His record brings reassurance; his last two seasons in the Championship have brought promotion, his last three also includes a play-off campaign. But then his record has been dented. The old guarantees are being destroyed. Albion’s previous demotion came in a campaign they started under Tony Pulis, though his early sacking meant he escaped the stigma of relegation. 

But Pulis’ last taste of management was a 10-game spell at Sheffield Wednesday that contributed to their slide into League One. Pragmatic soulmates have had years of diminishing returns while a younger generation of managers have prospered in the Championship.

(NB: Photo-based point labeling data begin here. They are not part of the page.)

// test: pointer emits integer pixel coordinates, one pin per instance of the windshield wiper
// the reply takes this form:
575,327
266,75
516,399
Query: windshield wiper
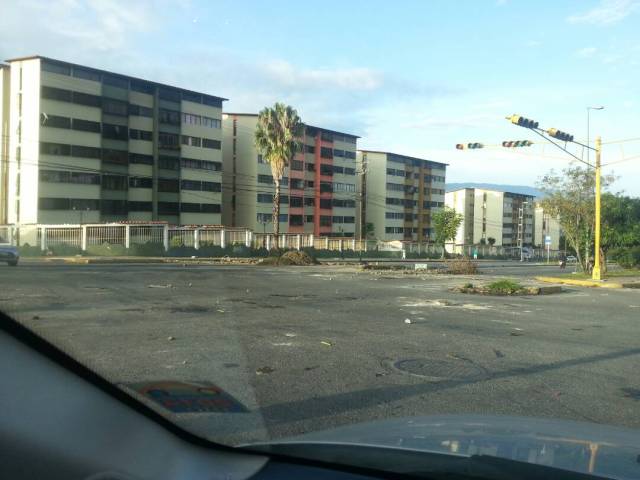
418,463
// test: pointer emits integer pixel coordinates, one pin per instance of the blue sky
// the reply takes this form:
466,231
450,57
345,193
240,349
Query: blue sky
414,77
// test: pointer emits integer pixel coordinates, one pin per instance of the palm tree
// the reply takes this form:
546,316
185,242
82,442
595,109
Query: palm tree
277,139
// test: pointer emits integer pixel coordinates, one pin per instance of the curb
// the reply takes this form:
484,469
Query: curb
582,283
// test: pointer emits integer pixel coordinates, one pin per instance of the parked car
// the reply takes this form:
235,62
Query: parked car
9,253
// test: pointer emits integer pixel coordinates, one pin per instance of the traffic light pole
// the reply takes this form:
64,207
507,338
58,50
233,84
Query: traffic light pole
596,273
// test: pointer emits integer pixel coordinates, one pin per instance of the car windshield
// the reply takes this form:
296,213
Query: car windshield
267,220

Their choices have felt questionable. Allardyce could have luxuriated in retirement with his record intact. He surely did not want his career to end either in relegation or the second tier; instead, a man who turns 67 in October may find his only offer of continued employment comes at the Hawthorns and amid the grind of the Football League. But if the context explains why Albion went down, it positions them well to come back without him. Allardyce was not an Alan Pardew-style mistake by Albion, but the outcome has been the same. 

“I’m not going to tell you if I am staying or going,” Allardyce said on Sunday but the club should tell him their decision and activate a break clause in his contract; they ought to look to the future with someone more progressive. And that would make what seems the great survivor’s last job definitively the wrong job.